The best part is they truly care for one another just like brothers.


----------



## Enkil (Jan 15, 2012)

They are so cute!
He's like a teeny tiny fluffy lion! XD


----------



## starrlamia (May 3, 2012)

(there is no such thing as a mini boston, they come in a huge size range).

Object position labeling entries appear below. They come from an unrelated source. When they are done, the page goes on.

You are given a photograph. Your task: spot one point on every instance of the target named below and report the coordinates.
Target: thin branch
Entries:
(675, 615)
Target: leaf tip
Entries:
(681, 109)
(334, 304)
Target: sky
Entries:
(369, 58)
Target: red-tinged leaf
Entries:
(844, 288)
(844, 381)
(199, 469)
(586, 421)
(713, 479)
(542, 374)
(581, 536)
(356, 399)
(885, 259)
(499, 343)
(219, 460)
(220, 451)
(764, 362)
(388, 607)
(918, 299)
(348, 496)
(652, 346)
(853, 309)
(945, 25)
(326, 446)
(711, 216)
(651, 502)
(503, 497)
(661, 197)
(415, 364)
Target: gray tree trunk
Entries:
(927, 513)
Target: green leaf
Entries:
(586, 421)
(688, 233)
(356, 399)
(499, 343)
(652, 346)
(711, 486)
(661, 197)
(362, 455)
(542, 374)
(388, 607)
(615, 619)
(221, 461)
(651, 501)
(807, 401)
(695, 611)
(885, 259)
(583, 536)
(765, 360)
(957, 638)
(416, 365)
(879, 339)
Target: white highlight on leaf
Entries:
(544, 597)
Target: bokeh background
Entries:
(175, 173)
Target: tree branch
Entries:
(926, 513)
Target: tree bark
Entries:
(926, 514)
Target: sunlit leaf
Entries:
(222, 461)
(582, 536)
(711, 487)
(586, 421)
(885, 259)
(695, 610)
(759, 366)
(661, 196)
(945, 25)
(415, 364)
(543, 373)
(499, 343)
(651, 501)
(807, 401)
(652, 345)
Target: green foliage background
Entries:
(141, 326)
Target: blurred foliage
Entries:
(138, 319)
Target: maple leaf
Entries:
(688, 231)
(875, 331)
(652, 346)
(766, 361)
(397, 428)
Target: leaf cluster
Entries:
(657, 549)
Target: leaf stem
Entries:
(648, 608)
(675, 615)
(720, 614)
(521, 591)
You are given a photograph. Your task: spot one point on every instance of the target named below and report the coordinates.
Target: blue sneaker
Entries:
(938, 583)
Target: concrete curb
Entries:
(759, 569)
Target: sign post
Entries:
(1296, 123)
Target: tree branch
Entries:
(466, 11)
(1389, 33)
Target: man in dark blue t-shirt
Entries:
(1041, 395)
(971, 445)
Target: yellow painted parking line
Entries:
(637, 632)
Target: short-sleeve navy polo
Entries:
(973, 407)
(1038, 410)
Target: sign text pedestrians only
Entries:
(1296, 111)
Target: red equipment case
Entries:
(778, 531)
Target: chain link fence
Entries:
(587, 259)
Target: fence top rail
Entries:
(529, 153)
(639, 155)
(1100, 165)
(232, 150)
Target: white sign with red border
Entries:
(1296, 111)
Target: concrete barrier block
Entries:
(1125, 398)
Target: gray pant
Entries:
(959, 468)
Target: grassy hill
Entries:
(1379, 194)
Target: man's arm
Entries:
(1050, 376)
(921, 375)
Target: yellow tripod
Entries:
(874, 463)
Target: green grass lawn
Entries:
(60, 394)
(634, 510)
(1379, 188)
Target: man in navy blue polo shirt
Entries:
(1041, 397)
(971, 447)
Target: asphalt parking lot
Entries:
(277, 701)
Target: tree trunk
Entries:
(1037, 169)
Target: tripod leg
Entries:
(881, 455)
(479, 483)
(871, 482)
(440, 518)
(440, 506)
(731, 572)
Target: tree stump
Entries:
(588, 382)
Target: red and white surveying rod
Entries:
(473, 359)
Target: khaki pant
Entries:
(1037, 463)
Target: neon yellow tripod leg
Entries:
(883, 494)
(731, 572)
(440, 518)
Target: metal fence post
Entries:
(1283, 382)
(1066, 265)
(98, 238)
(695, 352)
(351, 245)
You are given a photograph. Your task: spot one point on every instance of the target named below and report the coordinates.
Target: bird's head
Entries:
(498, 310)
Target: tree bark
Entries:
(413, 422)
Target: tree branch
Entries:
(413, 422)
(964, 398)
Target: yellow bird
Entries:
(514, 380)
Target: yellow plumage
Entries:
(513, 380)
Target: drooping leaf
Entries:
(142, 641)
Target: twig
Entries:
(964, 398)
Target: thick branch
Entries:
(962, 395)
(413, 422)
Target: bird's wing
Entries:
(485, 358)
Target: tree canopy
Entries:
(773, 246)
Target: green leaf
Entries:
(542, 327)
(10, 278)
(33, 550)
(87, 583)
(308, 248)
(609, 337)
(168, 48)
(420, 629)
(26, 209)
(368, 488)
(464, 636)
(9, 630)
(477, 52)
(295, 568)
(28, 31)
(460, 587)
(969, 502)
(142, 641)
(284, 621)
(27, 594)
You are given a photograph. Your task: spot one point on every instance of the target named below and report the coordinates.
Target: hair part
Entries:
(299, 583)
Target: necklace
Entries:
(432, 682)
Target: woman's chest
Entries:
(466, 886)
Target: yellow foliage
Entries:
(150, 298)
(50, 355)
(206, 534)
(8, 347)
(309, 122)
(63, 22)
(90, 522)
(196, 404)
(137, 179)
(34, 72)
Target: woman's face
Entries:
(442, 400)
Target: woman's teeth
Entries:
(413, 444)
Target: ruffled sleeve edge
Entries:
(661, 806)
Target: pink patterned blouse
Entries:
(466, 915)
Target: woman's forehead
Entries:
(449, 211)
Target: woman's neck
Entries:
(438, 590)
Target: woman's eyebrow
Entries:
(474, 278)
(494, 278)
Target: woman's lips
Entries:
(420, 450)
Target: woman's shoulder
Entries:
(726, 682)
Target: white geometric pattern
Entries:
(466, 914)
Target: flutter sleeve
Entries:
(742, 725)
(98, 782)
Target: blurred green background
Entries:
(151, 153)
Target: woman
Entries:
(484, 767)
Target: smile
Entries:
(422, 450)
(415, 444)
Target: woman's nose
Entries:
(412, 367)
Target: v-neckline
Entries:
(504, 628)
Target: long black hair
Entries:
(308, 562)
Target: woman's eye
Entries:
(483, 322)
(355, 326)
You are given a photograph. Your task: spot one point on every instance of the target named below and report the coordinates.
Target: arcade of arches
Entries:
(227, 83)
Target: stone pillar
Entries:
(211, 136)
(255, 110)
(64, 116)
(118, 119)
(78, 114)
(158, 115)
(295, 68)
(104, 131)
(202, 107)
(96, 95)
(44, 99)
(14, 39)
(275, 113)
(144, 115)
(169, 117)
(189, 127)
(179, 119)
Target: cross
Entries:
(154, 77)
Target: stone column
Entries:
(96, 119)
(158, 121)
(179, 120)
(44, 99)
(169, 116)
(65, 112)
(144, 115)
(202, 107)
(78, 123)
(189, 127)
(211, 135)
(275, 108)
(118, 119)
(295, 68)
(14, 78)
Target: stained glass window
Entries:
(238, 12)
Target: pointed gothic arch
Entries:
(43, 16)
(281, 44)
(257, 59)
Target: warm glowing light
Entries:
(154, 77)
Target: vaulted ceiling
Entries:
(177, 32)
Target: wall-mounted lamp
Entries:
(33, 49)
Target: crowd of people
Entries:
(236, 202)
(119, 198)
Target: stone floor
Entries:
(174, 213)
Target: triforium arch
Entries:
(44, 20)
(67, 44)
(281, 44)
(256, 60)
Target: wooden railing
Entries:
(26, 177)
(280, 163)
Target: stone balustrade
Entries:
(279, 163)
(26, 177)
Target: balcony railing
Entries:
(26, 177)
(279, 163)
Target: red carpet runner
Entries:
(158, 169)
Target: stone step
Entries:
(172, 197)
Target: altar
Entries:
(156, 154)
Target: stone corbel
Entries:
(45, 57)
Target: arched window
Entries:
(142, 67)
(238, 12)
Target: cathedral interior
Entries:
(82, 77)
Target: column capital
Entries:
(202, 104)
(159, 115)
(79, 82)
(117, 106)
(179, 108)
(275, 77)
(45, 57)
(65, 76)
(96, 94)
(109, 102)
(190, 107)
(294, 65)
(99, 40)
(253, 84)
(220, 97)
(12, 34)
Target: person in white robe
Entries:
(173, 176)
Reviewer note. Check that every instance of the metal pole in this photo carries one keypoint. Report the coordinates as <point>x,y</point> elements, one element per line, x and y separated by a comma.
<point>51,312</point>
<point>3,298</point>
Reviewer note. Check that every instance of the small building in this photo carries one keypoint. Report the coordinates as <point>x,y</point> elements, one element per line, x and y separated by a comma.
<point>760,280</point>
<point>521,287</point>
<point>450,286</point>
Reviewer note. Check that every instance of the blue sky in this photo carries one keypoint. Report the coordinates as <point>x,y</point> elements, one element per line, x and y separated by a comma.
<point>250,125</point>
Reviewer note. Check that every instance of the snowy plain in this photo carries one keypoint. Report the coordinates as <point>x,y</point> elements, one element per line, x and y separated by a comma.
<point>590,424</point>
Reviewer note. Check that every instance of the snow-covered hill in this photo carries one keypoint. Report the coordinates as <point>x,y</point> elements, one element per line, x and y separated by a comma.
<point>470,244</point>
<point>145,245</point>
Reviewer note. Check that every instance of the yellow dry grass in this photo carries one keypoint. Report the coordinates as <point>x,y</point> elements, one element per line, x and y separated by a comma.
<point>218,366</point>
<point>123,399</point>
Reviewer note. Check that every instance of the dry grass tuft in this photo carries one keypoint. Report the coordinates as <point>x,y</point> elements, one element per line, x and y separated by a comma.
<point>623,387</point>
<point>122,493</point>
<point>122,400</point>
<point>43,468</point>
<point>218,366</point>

my dogs absolutely love rolling in smelly things, it makes them so damn happy lol


----------



## Jessicatm137 (Mar 22, 2012)

Awww... cuties!


----------



## Rosso1011 (Nov 13, 2011)

Aww. They are so precious! I especially love Boston's.


----------



## aqua001 (Jan 13, 2012)

AWWWWWWW! Emmett is just so cute and fluffy and puffy and and and... you get the idea lol


----------



## Laki (Aug 24, 2011)

Aw  Nice poochies!


----------



## synoviaus (May 19, 2012)

Here's Rosto catching some quality ZZZZzzz's!


----------



## synoviaus (May 19, 2012)

Baby Emmett, the day I brought him home.


----------



## synoviaus (May 19, 2012)

Rosto's Happy Halloween!


----------



## Laki (Aug 24, 2011)

Dogs are such fun! Those baby Emmett pics are soooooo cute!! He looks like a toy.


----------



## doggyhog (Apr 30, 2009)

They are adorable!! Emmett sounds just like my dog.. She just loves to get all muddy any chance she can! What is it with light colored dogs and their attraction to mud!? LOL


----------